Tiago Petinga / LUSA
Espera mandato de sucesso para Seguro. Reforça que lidera a direita, reconhece o terreno para galgar, mas fala em movimento imparável.
No seu discurso de reconhecimento de derrota nas eleições presidenciais, André Ventura começou por dizer que já tinha felicitado o vencedor, António José Seguro, a quem deixou votos de um grande mandato, porque “o sucesso de Seguro será o sucesso de todos”.
Também falou com o actual presidente da República, Marcelo Rebelo de Sousa, de quem recebeu felicitações pelo seu resultado. “Aos dois desejei transição de poder para consolidar a democracia e caminho de desenvolvimento e prosperidade”.
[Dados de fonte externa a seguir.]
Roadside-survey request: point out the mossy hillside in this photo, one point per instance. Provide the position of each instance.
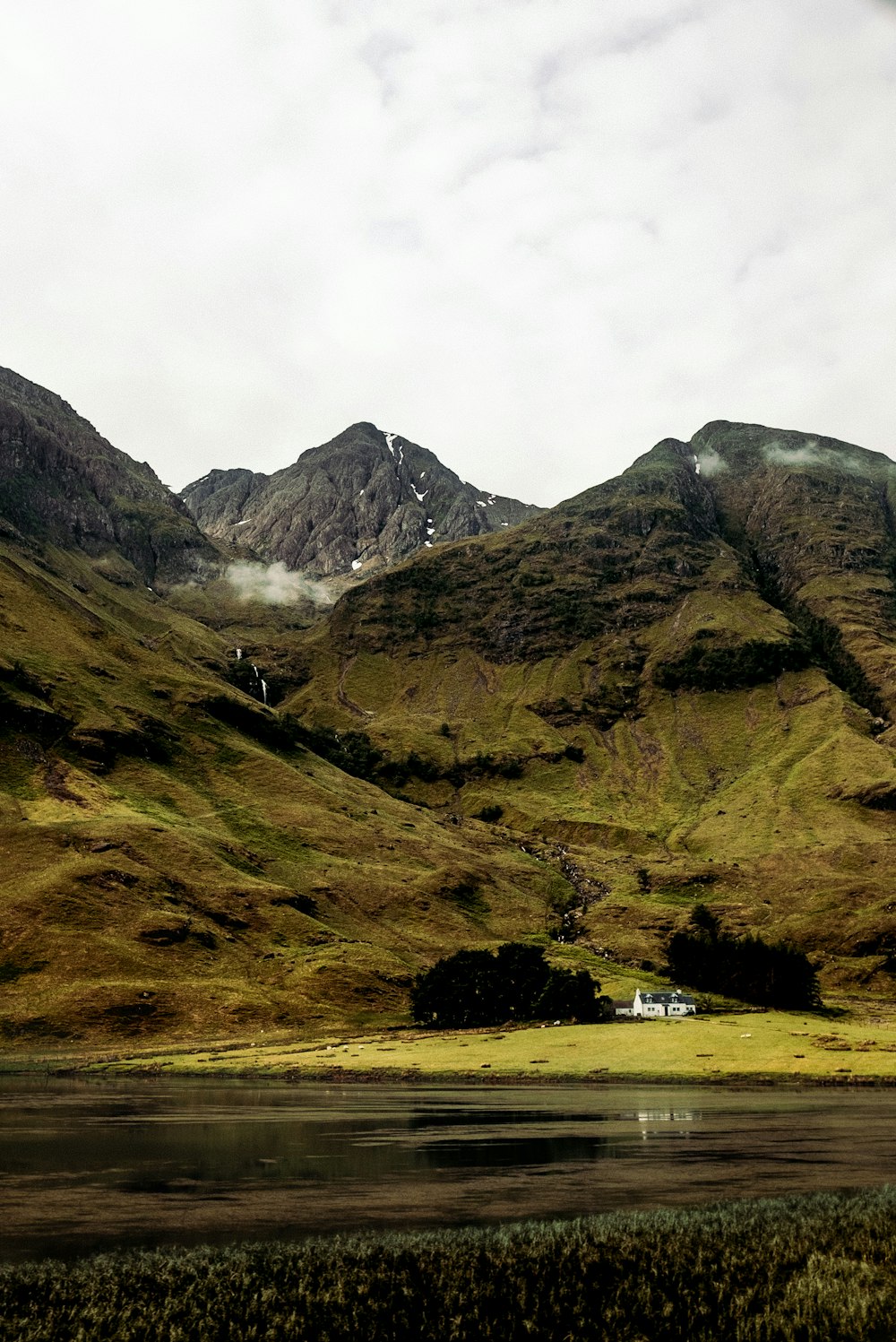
(761, 761)
(167, 871)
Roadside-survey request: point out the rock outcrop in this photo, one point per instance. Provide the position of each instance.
(64, 483)
(361, 501)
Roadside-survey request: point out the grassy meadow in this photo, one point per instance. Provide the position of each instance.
(785, 1047)
(818, 1268)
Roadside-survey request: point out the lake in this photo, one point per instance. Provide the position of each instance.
(93, 1164)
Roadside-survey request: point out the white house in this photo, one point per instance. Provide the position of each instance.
(663, 1004)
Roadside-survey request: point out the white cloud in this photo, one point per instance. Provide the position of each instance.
(534, 238)
(274, 584)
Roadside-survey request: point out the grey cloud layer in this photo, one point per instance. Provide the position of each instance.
(536, 235)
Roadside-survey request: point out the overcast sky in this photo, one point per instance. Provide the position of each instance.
(533, 235)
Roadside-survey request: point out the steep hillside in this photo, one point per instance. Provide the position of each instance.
(175, 859)
(676, 686)
(361, 501)
(61, 482)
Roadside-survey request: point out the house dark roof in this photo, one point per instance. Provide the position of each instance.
(666, 999)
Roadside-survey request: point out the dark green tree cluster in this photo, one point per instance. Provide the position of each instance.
(477, 988)
(747, 968)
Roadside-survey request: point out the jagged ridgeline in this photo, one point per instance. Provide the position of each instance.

Ventura repetiu que a sua candidatura foi uma luta contra todo o sistema: “Liderámos de forma clara. Conseguimos mobilizar parte do país, contra o sistema de bipartidarismo, ainda mais intenso nesta segunda volta. Pela primeira vez havia uma alternativa fora dos espaços de PSD e PS”.
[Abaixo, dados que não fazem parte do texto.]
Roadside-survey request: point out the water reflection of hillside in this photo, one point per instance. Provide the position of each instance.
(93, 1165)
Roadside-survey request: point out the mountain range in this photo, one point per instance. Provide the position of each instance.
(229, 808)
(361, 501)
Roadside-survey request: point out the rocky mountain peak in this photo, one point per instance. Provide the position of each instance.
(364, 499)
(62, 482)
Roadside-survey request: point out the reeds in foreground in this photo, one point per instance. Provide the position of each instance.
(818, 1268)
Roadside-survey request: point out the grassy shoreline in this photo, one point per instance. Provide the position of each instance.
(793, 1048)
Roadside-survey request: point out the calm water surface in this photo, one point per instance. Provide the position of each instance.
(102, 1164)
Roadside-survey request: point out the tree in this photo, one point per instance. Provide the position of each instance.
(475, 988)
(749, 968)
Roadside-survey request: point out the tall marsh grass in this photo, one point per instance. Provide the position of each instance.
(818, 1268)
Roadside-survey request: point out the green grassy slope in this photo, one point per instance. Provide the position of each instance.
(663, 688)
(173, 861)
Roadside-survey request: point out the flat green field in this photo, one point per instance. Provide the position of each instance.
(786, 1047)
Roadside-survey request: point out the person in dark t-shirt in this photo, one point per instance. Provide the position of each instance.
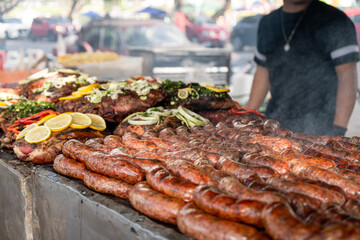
(306, 56)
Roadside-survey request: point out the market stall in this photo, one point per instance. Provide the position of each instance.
(152, 159)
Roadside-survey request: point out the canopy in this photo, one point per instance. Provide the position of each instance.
(154, 12)
(91, 14)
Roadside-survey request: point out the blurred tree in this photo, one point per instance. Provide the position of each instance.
(75, 6)
(8, 5)
(221, 11)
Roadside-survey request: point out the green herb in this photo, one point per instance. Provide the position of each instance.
(172, 87)
(27, 108)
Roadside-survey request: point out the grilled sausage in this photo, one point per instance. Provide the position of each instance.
(351, 189)
(322, 194)
(77, 150)
(234, 188)
(113, 141)
(145, 164)
(342, 153)
(132, 140)
(348, 174)
(208, 168)
(290, 154)
(280, 222)
(97, 144)
(154, 204)
(69, 167)
(243, 171)
(189, 171)
(278, 165)
(352, 206)
(337, 231)
(199, 225)
(210, 200)
(163, 181)
(103, 184)
(114, 167)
“Liderámos a direita e vamos liderar a direita!”, repetiu o presidente do Chega.
André Ventura queria vencer: “É sempre assim que fazemos neste partido e neste movimento”. Mas perdeu: “Temos de reconhecer que temos de trabalhar mais, convencer todos que a mudança faz falta”.
Mesmo assim, destacou que foi o seu melhor resultado de sempre, ou de alguém ligado ao Chega. Reforçou que conseguiu uma percentagem maior do que a AD teve nas eleições legislativas no ano passado (33,18% de Ventura contra 31,21% do ANÚNCIO).
Para o deputado, a mensagem dos portugueses foi clara: “Lideramos a direita e vamos, em breve, governar este país. É justo dizer que, não tendo vencido, os portugueses nos colocaram no caminho para governar este país”.
Voltando aos números: teve mais votos do que na primeira volta e do que nas legislativas do ano passado. Isto é um “enorme estímulo para trabalhar, para transformar Portugal”.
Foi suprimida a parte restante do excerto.